Larry Osterman asks, “Where do you go to get answers to your technical questions?”

I know it is going to seem like I’m picking on Larry or Microsoft, but I’m not. I want to use this opportunity to point out something remarkable about Google, and about the search biz in general.

Just about every comment on Larry’s post gives the same obvious answer, to which he responds, “…for those of you proposing “Google” as the generic answer, what happens when the answer isn’t on the search engines?

Here’s my answer (prepare yourself): If Google doesn’t turn up the answer, I believe with very high probability that an answer simply does not exist.

Here’s how I Google: I enter a minimal combination of fairly specific search terms (ie, “nvidia vista rotate”) and scan the first page of results. If I don’t see what I am looking for in the first page of hits, I try different search terms. Stop and think about that for a minute. Google is so good that I readily blame myself for poor results. I think, “Google can’t be wrong — I must be using it stupidly.”

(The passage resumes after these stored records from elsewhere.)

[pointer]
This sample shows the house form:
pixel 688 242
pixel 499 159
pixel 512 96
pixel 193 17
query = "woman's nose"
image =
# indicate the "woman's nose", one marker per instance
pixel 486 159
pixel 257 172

When I’m forced to make more than a few search attempts, or to look past the first couple pages of results, I have high confidence that the information I am seeking does not exist on the web*.

You can’t buy trust like that. This is the insurmountable challenge facing all competing search engines: search is a solved problem.

*Note: Sometimes this is because I am attempting to ask a very hard question. More often, it’s because I’m asking a question so stupid that the web can’t be bothered to answer it.